# Building a RAG chat assistant

This notebook develops the concept for a chat assistant that can give feedback on espresso-related questions, using the guidelines from [Espresso Aficionados website](https://espressoaf.com) as context.

The idea is to refer to the properties of an espresso saved by the user, hence this is also integrated as an input to the prompt that will be sent to the LLM.

Models from Google AI Studio will be used: to export the Google API Key, which is stored in the .env file, load the environment variables:

In [None]:
from dotenv import load_dotenv

load_dotenv()

True

## Indexing and storing context documents

Unless or until the documents need to be updated, this can be done just once to save a persistent database.

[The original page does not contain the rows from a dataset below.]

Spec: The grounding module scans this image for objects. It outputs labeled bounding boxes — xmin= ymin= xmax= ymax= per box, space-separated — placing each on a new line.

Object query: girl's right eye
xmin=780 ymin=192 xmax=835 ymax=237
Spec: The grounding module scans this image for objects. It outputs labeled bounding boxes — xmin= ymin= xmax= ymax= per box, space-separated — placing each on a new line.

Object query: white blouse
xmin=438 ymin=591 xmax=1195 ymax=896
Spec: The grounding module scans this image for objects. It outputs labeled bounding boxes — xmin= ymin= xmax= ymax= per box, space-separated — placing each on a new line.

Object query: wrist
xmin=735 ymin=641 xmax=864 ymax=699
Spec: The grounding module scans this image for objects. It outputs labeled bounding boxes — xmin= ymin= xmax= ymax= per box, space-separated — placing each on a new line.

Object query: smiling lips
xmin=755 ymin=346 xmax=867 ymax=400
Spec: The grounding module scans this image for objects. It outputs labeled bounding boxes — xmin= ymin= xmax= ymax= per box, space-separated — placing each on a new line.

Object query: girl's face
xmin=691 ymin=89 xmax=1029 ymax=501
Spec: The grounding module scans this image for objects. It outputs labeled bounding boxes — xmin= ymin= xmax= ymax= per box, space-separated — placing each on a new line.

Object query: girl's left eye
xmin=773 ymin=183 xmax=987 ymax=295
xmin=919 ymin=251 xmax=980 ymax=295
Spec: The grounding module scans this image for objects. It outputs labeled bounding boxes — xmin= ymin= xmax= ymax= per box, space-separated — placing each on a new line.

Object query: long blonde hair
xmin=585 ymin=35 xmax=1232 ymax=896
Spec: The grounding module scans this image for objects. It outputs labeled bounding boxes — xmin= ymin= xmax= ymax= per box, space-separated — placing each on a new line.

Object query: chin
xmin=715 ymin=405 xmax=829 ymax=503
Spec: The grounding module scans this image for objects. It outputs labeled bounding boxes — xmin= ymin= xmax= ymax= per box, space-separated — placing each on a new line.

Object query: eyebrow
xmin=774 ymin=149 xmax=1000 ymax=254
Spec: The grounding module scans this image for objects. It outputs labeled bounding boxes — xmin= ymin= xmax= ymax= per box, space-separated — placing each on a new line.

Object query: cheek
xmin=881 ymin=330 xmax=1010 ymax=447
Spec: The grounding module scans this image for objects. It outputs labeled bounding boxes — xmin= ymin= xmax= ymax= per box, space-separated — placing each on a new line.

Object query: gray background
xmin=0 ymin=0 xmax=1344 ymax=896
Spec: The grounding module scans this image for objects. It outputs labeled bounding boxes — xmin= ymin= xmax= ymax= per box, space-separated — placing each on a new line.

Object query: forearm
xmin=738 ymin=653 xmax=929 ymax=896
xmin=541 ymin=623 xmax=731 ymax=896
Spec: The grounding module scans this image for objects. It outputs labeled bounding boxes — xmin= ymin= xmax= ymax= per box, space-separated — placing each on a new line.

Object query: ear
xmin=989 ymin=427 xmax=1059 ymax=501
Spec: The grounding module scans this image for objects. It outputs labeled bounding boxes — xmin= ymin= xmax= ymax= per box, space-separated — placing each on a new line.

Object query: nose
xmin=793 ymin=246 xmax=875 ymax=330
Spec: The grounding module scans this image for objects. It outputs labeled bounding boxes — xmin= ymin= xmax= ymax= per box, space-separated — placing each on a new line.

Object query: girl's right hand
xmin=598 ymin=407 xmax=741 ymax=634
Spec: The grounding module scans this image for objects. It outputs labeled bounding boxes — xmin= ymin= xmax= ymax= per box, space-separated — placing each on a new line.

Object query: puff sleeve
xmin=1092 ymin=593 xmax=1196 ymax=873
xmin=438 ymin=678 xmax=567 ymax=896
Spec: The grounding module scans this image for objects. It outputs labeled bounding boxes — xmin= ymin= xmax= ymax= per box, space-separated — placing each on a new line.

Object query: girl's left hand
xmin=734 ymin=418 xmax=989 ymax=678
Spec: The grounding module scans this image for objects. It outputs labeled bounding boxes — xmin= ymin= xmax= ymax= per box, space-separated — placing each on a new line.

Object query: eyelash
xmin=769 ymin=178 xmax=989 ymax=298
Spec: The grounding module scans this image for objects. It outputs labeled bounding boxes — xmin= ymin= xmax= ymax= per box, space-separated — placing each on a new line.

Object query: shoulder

Use the gemini embeddings:

In [None]:
from langchain_google_genai import GoogleGenerativeAIEmbeddings

gemini_embeddings = GoogleGenerativeAIEmbeddings(model = "models/gemini-embedding-001")

Create a Chroma vector database with persistent data written to the same directory:

In [10]:
import chromadb
from langchain_chroma import Chroma

chroma_client = chromadb.PersistentClient(path = "chroma_db")
chroma_vector_store = Chroma(
    client = chroma_client,
    collection_name = "espresso_aficionados",
    embedding_function = gemini_embeddings
)

Get the relevant webpages, keeping only the main content, which is marked by the `<main>` tag.

In [14]:
import bs4

bs_main_content = bs4.SoupStrainer("main")

from langchain_community.document_loaders import WebBaseLoader

loader_espresso_aficionados = WebBaseLoader(
    web_paths = (
        "https://espressoaf.com/guides/beginner.html", 
        "https://espressoaf.com/guides/puckprep.html", 
        "https://espressoaf.com/guides/profiling.html", 
        "https://espressoaf.com/guides/water.html", 
        "https://espressoaf.com/guides/preferential-extraction.html", 
        "https://espressoaf.com/info/Glossary.html", 
        "https://espressoaf.com/info/flow_and_pressure.html", 
        "https://espressoaf.com/info/extraction_evenness_theory.html"
    ), 
    bs_kwargs = {"parse_only": bs_main_content}
)

docs_espresso_aficionados = loader_espresso_aficionados.load()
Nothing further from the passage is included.